(Bloomberg) Russian oil giant Rosneft PJSC warned of an impending shortfall in supply as global producers increasingly channel funds into a “hasty” energy transition.“The world risks a severe deficit of oil and gas,” Rosneft Chief Executive Officer Igor Sechin said Saturday at the St. Petersburg International Economic Forum. “The world consumes oil, but isn’t ready to invest in it.”His comments echo those of Russian Deputy Prime Minister Alexander Novak, who this week rejected calls for a rapid shift away from oil and gas, saying starving the industry of investment would harm the global economy. But fossil-fuel producers are facing mounting pressure to switch to cleaner forms of energy as governments step up efforts to prevent damaging climate change.“It shouldn’t be about rejecting oil, but about rejecting crude from environmentally unfriendly projects,” Sechin said on an energy panel that also included BP Plc CEO Bernard Looney and Glencore Plc boss Ivan Glasenberg. “Oil consumption will continue to grow despite a relative drop in its share in the global energy mix.”The discussion comes in the wake of a controversial road map published in May by the International Energy Agency, which urged an end to new oil and gas investments to avert disastrous climate change. The report was dismissed by petrostates Saudi Arabia and Russia, with Novak warning of skyrocketing prices. Sechin said it will still take decades to develop economically efficient green technologies.

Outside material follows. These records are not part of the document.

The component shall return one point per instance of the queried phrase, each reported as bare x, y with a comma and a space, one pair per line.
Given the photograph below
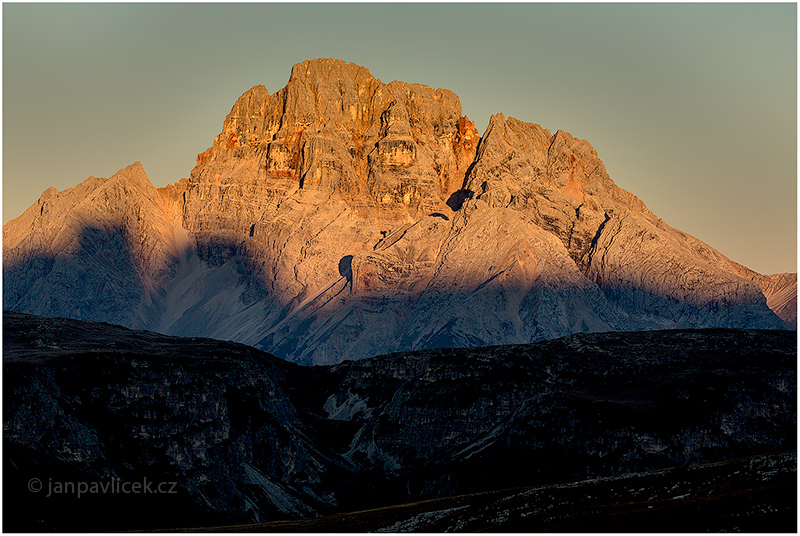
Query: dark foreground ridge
757, 494
248, 438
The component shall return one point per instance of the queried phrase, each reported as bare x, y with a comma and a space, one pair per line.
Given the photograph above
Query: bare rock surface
780, 291
342, 217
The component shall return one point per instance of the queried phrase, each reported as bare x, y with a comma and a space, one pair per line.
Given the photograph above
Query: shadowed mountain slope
342, 217
252, 438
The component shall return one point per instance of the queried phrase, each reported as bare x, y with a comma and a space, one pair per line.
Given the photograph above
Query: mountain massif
219, 433
342, 218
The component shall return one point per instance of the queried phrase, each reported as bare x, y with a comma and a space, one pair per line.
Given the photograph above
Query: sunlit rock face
342, 217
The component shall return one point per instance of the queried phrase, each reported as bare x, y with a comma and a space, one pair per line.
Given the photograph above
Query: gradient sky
692, 107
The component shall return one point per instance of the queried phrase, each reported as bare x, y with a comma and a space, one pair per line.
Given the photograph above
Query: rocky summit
342, 218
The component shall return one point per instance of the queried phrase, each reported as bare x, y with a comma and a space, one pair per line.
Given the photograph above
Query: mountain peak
341, 217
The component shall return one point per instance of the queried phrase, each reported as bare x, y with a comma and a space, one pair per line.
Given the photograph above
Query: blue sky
692, 107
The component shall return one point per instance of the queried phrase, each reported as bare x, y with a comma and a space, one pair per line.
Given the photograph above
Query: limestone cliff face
342, 217
780, 291
99, 251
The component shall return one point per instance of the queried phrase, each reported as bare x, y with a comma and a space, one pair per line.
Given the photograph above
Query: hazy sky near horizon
692, 107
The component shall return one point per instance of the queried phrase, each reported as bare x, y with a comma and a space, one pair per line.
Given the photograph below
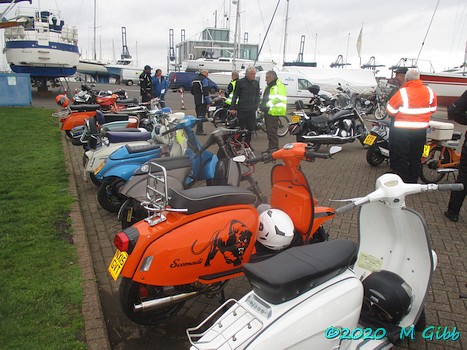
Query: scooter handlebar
451, 187
345, 208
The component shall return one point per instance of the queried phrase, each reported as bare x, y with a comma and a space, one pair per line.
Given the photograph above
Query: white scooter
335, 294
95, 157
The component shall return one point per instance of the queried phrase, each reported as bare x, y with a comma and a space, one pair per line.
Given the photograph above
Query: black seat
85, 107
298, 269
202, 198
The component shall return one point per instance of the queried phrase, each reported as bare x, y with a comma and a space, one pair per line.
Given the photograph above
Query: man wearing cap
411, 107
145, 84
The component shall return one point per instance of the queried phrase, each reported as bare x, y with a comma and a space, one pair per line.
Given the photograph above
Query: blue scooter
121, 164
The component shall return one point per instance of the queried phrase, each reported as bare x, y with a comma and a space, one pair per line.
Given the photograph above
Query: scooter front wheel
132, 293
374, 156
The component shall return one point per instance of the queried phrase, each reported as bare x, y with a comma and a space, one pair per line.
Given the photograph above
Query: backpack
196, 87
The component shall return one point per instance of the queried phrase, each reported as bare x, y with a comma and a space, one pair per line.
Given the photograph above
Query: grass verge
40, 288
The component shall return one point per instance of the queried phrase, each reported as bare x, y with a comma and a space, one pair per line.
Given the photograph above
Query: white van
296, 84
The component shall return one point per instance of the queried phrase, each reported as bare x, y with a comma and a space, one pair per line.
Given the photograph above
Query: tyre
94, 180
430, 165
108, 195
219, 117
374, 156
283, 127
313, 145
130, 293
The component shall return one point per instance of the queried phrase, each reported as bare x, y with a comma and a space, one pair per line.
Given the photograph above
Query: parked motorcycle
316, 129
378, 142
101, 146
196, 240
336, 294
183, 172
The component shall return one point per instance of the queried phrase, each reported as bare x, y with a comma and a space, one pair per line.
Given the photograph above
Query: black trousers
408, 148
201, 110
272, 124
247, 120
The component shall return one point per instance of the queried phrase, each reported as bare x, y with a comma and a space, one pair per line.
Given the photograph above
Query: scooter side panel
292, 196
210, 243
76, 119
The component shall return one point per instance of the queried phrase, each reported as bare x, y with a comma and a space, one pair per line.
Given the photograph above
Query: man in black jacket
458, 112
245, 102
145, 84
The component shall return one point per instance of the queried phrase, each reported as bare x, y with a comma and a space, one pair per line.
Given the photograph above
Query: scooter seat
141, 148
203, 198
85, 107
127, 136
299, 269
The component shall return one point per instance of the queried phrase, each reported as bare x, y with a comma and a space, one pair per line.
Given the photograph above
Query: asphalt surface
347, 175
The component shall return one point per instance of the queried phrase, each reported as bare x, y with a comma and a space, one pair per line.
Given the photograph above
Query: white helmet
276, 229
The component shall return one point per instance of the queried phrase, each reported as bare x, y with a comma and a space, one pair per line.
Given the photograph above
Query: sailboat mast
285, 31
94, 52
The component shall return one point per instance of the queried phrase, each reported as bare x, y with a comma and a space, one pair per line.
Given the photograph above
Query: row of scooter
307, 292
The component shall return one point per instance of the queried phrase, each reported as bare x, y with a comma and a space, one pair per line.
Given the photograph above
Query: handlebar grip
451, 187
345, 208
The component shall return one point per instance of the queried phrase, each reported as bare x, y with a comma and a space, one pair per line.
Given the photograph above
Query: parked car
182, 80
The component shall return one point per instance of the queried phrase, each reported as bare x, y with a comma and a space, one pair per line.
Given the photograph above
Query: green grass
40, 280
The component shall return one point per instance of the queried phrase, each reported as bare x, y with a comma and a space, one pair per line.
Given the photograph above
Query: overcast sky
391, 29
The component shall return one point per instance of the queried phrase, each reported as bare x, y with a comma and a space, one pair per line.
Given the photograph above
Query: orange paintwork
202, 247
185, 247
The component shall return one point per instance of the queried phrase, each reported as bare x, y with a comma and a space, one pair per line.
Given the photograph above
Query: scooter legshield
208, 246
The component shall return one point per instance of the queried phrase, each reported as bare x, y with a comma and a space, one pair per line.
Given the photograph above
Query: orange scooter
196, 240
72, 116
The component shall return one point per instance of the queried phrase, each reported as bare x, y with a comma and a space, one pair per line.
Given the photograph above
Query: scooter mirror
335, 149
239, 159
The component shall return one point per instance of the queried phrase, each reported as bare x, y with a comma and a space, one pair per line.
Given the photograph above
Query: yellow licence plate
426, 151
99, 168
369, 139
117, 263
295, 118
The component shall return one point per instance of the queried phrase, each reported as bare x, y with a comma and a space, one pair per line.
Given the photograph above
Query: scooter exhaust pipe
156, 304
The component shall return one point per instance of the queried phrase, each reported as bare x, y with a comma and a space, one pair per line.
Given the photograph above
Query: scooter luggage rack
158, 200
230, 331
63, 113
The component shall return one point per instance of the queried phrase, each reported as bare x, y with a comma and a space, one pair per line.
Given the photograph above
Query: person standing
145, 84
160, 85
411, 107
231, 89
245, 102
273, 105
397, 81
200, 91
458, 112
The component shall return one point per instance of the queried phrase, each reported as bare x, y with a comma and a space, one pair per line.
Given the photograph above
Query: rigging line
429, 26
267, 31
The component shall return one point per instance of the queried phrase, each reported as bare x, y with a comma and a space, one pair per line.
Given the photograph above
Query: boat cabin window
303, 84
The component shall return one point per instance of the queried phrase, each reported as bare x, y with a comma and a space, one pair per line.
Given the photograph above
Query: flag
359, 43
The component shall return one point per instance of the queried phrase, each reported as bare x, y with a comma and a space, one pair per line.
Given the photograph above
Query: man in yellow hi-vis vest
231, 88
273, 105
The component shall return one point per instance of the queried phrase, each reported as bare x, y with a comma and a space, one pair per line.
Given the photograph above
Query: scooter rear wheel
131, 292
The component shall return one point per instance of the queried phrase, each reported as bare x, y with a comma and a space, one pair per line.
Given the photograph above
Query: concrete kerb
94, 325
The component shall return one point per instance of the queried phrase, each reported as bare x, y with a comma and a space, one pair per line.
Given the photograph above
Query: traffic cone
181, 98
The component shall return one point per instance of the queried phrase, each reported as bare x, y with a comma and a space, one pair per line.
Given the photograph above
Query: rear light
122, 242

“Some ecologists and politicians urge for a hasty energy transition, yet it requires an unrealistically fast launch of renewable energy sources and faces issues with storage, ensuring reliability and stability of power generation,” he said at the forum.
Instead, oil and gas producers must allocate sufficient funds to avoid further depleting resources that are already dwindling in many regions and threatening the future stability of supply, he said.
“Based on existing estimates, about $17 trillion should be invested in the global oil and gas sector to support current output levels until 2040,” the CEO said. “That’s about a third of all global energy investments.”